Это письмо было аккуратно сложено, и синяя печать была идеально круглой — такой, какой сделал ее Ремус. Я раскрыл его. Это было письмо, которое я должен был передать. Я посмотрел в мутные глаза Николая. Что заставило моего друга обмануть меня? На его лице застыла странная улыбка.
— Мозес, — прошептал он. — Разве ты не понимаешь? Такая любовь, как ваша, — она не для бумаги. С таким прекрасным голосом, как твой…
Я вздрогнул. Я не понимал его. Он улыбнулся. Над нашими головами скрипнули половицы — это Эвридика поднялась с колен, чтобы обнять своего возлюбленного. Орфей начал поворачиваться к ней.
Николай пополз по подземелью.
— Николай! — прошептал Ремус, но Николай, казалось, не слышал его.
Орфей и Эвридика заключили друг друга в объятия. В его глазах она увидела, что он любит ее. Одно мгновение они были счастливы, а затем она умерла у него на руках.
Театр погрузился в молчание. Орфей убил свою Эвридику. Все затаили дыхание. Никто не шелохнулся. Надеяться больше было не на что.
* * *
А здесь, под сценой, в слабом свете лампы, по полу подземелья Тассо полз Николай, хрипя и задыхаясь от каждого движения. За ним полз Ремус, пытаясь схватить его за ногу, чтобы остановить, пока он не испортил вечер, пока не рассердил императрицу, пока их снова не вышвырнули из города… Тассо тоже понял, что происходит что-то нехорошее.
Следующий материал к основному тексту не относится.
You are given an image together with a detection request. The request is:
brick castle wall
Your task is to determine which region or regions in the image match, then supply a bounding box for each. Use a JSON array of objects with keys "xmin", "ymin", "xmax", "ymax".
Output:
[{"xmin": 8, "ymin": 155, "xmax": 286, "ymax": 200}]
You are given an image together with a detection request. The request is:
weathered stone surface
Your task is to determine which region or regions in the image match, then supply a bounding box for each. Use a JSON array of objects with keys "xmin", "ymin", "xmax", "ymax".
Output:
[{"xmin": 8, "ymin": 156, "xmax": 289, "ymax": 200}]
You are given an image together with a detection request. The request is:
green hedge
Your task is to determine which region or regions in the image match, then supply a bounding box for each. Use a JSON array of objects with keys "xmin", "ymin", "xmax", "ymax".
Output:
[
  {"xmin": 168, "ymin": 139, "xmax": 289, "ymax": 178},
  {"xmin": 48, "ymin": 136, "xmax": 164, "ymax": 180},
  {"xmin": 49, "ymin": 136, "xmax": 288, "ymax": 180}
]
Затряс лапками у себя перед грудью. Подскочил к гиганту и прошипел:
— А ну-ка тихо!
Я не мог двинуться с места. Я был сбит с толку. Какую участь выдумал мне Николай?
Орфей положил мертвую жену на сцену и встал над ней. Оркестр перестал играть. Они ждали, когда запоет мастер.
Николай, подняв голову, смотрел на сцену — всматриваясь, прислушиваясь. Скрип. Гуаданьи сделал шаг назад, прочь от тела мертвой жены. Николай отполз вместе с ним, его лицо было в нескольких дюймах от подошв Гуаданьи. Николай втянул носом воздух. Ремус обеими руками держал Николая за ногу, а Тассо тянул его за плечи назад. Но Николай был сильнее их обоих.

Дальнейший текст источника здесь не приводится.